Canada’s economy poised for growth, jobs may lag; RBC
Gross Domestic Product will expand by 3.1% this year and 3.9% next, the report said. The unemployment rate is likely to stay around its current level of 8.4% before dropping to 7.7% next year, the bank said.
"An economic recovery is solidly taking root in Canada with the full impact of stimulus spending, historically low interest rates and improved credit markets all taking effect this year," said Craig Wright, senior vice-president and chief economist at RBC.
"Going forward, additional growth should be sustained by strength in the housing market and investment by the private sector, as corporations increase payrolls and investment."
Canada’s economy emerged from recession in the third quarter and growth accelerated into the fourth with GDP rising by a faster-than-expected 5%. The central bank is expected to begin raising interest rates from the second half of this year, taking some steam out of the housing market, one of the key drivers of recovery.

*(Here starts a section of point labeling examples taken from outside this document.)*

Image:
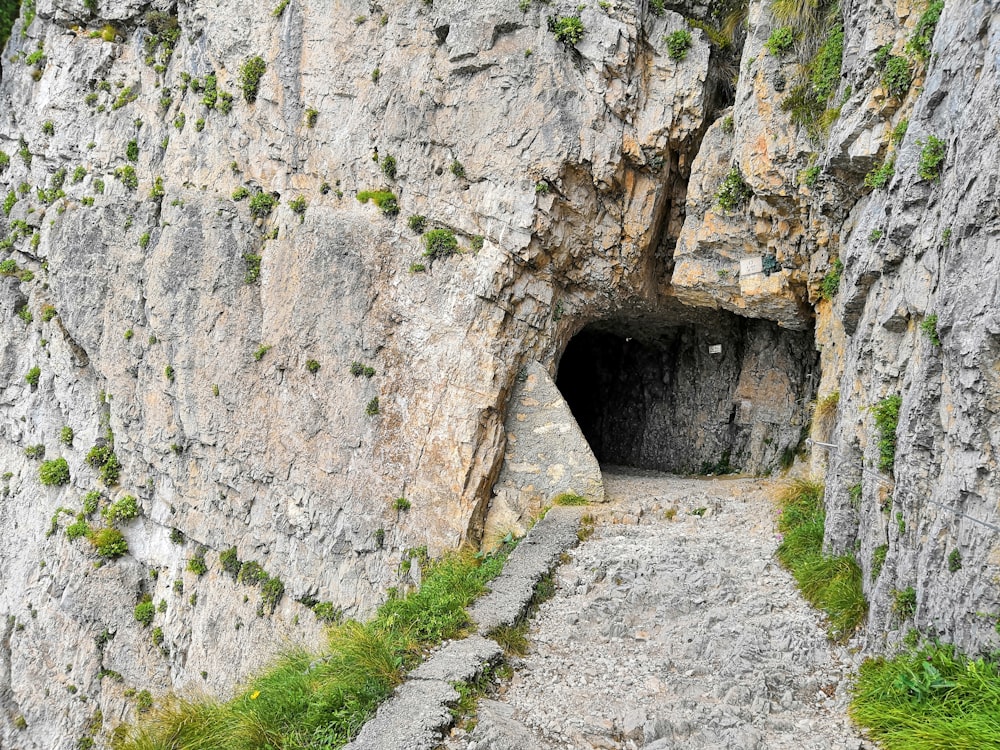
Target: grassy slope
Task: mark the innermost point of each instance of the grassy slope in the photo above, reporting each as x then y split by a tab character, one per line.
320	700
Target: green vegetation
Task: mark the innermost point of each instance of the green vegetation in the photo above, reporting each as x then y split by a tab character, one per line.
878	560
929	699
299	206
831	282
439	243
103	458
54	473
358	369
896	76
145	611
781	41
831	584
108	542
321	700
250	74
417	223
932	154
904	603
929	327
121	511
879	176
806	103
886	413
8	15
127	176
197	564
923	33
567	29
389	167
734	192
385	200
954	561
678	43
261	205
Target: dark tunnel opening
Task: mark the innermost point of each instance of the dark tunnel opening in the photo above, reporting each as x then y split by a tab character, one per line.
715	394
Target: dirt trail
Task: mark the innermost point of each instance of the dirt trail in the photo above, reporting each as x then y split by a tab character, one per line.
680	633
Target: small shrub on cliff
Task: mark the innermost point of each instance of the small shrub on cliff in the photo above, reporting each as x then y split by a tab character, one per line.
678	43
886	413
109	542
261	205
53	473
567	29
780	42
121	510
879	176
932	155
197	564
145	611
417	223
734	192
439	243
831	282
896	76
929	327
923	33
250	74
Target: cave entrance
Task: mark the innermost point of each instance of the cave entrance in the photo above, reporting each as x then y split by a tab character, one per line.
711	393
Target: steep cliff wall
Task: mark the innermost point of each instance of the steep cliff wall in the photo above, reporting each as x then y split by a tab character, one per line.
230	352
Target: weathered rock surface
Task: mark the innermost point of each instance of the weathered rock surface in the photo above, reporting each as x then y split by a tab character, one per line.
680	633
579	182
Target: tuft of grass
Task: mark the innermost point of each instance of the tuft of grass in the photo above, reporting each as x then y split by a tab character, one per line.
831	584
321	700
928	699
886	413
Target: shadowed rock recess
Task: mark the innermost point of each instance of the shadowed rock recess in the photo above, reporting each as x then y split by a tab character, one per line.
217	299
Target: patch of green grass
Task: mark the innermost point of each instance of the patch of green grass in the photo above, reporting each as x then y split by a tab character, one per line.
923	33
734	191
831	584
678	43
932	155
54	473
439	243
386	200
886	413
567	29
781	41
831	282
569	498
250	74
929	328
929	699
321	700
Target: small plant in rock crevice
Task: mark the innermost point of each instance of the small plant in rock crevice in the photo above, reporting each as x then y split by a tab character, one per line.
678	43
734	191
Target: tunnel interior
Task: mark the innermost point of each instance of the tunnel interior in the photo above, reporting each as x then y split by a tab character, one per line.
709	394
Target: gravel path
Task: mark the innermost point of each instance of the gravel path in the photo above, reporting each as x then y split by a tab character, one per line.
680	633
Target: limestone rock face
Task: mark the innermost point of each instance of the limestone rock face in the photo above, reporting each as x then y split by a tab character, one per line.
216	286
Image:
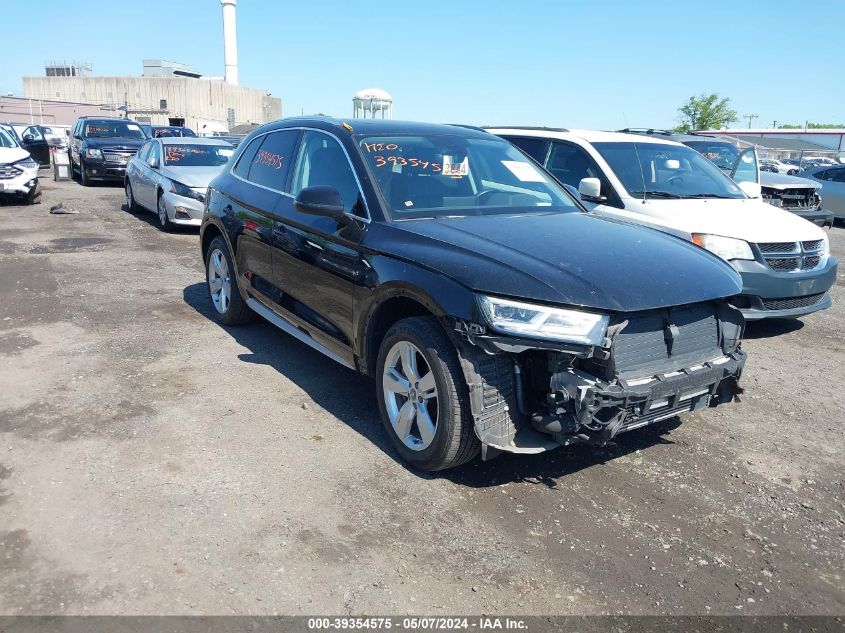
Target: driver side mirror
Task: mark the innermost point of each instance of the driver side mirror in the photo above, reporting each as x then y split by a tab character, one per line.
320	200
590	190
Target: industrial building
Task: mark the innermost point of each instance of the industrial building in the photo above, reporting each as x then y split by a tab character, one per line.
167	93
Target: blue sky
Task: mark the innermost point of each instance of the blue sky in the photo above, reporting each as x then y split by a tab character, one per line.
594	64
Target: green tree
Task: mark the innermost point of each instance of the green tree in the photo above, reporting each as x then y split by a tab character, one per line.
705	112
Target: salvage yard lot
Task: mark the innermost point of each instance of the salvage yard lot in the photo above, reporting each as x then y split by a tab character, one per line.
154	462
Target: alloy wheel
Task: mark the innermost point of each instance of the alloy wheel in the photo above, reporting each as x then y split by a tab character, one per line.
410	395
162	212
219	281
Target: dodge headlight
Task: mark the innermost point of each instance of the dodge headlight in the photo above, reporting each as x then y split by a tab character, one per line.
544	322
185	191
26	163
725	247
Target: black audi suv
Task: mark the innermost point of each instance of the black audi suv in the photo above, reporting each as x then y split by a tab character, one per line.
493	313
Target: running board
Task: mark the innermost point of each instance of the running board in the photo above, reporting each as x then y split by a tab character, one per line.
295	332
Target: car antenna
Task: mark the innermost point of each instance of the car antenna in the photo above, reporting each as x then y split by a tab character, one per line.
642	174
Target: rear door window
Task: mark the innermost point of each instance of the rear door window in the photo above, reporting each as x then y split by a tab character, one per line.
242	167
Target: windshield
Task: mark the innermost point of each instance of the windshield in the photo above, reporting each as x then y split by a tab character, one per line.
453	175
113	129
722	154
6	140
656	170
197	155
161	132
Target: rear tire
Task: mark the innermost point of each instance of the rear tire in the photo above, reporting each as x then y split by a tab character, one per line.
84	180
407	413
229	308
131	205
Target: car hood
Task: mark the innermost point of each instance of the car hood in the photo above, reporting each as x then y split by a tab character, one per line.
12	155
116	142
196	177
748	219
561	258
782	181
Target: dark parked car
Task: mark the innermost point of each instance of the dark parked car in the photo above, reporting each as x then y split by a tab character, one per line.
492	311
100	148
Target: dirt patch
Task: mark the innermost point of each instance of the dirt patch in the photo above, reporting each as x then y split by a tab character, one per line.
15	342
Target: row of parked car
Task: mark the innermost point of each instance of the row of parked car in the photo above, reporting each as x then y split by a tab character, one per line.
509	289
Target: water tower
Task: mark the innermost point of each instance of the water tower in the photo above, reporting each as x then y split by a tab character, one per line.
371	101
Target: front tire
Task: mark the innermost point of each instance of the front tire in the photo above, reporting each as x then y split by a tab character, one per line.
221	279
34	196
423	397
163	221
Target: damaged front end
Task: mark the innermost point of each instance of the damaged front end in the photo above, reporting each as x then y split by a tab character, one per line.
529	395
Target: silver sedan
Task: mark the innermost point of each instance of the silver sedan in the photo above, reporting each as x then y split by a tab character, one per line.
832	179
169	176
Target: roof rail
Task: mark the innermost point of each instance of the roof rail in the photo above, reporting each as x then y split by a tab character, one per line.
469	127
526	127
645	130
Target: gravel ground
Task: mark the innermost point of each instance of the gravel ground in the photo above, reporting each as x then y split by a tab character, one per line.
153	462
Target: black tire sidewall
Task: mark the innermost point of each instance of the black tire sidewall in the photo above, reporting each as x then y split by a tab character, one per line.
431	457
167	225
234	314
83	177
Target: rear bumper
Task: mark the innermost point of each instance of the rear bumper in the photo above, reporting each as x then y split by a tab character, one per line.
767	293
819	217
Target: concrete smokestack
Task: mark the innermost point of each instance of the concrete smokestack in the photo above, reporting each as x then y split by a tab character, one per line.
230	41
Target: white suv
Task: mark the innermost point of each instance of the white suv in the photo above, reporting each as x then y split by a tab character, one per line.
18	172
784	260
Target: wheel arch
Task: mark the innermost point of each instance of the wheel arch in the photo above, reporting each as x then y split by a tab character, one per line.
388	311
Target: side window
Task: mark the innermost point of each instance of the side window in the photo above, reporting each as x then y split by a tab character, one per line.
570	164
322	161
536	148
144	151
242	167
270	164
155	154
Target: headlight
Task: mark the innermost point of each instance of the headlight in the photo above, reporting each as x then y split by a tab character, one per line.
26	163
536	321
825	249
725	247
185	191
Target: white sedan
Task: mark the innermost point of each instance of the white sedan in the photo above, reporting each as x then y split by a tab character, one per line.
170	176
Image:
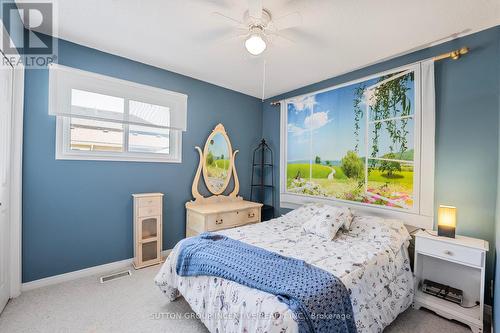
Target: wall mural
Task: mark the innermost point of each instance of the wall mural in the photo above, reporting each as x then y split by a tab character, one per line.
355	142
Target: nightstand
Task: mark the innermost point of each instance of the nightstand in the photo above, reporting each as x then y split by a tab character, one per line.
457	262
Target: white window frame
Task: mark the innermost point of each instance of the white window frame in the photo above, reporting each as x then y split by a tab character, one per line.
64	151
117	88
422	213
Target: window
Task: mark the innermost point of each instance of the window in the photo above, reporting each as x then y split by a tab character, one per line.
102	118
360	144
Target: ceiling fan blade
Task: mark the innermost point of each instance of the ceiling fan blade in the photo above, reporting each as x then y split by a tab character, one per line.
255	9
227	18
278	38
222	4
288	21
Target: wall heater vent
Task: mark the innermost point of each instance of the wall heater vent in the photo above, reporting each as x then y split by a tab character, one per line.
115	276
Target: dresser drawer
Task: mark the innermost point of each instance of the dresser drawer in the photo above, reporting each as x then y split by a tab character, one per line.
449	251
232	219
149	202
148	211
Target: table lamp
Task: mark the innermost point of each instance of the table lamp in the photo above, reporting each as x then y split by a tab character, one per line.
447	221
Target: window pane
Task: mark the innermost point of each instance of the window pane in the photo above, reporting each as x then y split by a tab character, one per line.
149	113
298	146
143	139
392	139
94	101
93	135
328	142
390	183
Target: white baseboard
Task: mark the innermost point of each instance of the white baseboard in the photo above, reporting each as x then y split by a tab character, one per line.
96	270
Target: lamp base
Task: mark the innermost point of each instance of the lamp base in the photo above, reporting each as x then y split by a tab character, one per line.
446	231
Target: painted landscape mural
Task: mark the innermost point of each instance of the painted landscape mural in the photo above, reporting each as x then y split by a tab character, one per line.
355	142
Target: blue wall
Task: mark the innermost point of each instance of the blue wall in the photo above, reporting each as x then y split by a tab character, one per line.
467	118
78	214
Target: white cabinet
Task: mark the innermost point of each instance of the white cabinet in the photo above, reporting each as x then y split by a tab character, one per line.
457	262
213	215
148	216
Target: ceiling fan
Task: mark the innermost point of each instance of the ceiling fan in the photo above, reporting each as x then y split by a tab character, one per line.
258	26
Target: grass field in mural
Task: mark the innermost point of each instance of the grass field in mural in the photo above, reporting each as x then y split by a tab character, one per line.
330	181
354	143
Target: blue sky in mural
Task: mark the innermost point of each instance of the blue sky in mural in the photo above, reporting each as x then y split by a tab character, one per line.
330	115
218	146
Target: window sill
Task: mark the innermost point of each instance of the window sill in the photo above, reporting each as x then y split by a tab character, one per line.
80	157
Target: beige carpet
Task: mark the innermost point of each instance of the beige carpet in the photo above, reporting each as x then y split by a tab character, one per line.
135	304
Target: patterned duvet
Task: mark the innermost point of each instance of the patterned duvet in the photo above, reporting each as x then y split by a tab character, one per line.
371	259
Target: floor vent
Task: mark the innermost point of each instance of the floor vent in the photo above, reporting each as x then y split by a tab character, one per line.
115	276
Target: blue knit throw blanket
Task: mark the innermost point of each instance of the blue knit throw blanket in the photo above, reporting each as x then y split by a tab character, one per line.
319	300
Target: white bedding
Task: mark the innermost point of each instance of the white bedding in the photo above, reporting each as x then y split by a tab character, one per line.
371	260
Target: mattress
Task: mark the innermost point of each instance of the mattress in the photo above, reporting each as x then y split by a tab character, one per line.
371	259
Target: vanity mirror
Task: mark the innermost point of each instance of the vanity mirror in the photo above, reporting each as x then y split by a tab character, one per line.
218	162
218	211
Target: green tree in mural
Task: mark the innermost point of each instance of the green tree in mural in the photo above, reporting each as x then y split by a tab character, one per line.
358	112
210	158
388	100
389	167
351	165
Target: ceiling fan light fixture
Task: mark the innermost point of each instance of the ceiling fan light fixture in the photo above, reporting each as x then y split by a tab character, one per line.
255	43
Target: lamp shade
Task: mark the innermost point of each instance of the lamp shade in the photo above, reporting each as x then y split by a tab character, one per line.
447	221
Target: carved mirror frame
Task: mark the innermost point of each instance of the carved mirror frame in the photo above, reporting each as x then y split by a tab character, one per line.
217	195
218	130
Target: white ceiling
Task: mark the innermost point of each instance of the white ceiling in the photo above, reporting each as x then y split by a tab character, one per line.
336	36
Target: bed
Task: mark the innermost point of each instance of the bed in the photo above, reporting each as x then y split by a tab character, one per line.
371	259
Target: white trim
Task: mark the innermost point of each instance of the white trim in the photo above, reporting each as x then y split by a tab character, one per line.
86	272
418	216
16	183
15	197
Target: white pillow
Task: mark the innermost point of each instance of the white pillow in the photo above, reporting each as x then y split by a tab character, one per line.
327	221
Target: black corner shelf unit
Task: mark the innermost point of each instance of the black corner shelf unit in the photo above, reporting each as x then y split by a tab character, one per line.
262	164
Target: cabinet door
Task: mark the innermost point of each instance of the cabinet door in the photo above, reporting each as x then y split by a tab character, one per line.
149	243
149	228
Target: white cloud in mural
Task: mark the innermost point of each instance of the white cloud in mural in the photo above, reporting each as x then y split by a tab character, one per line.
303	103
316	120
312	122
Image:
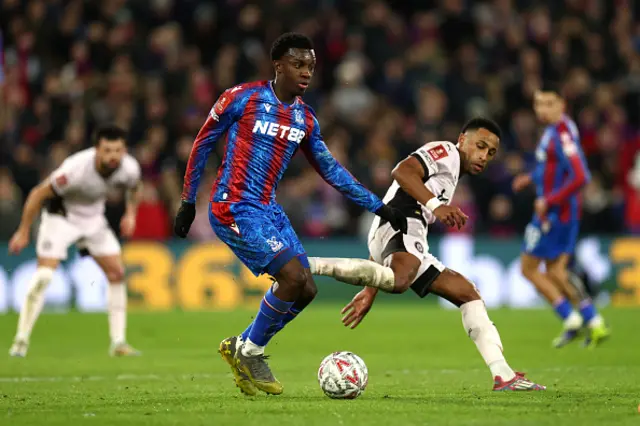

"We expect the market to slow by the second half of the year as interest rates begin to rise and affordability declines,” Wright said.
The strongest 2010 growth is likely to be in Newfoundland and Labrador at 4.1%, followed by Saskatchewan at 3.6%, RBC said. British Colombia’s economy will expand by 3.4%, while Ontario will grow by 3.3%. The Albertan economy will only expand 2.5% this year before strengthening to 4.4% next, it said.
The bank’s forecasts for the provinces differ from other recent reports, including one from the Conference Board of Canada, which put resource-rich B.C. in the lead for this year.
For the U.S., RBC expects GDP to increase by 2.9% in 2010 and 3.4% in 2011.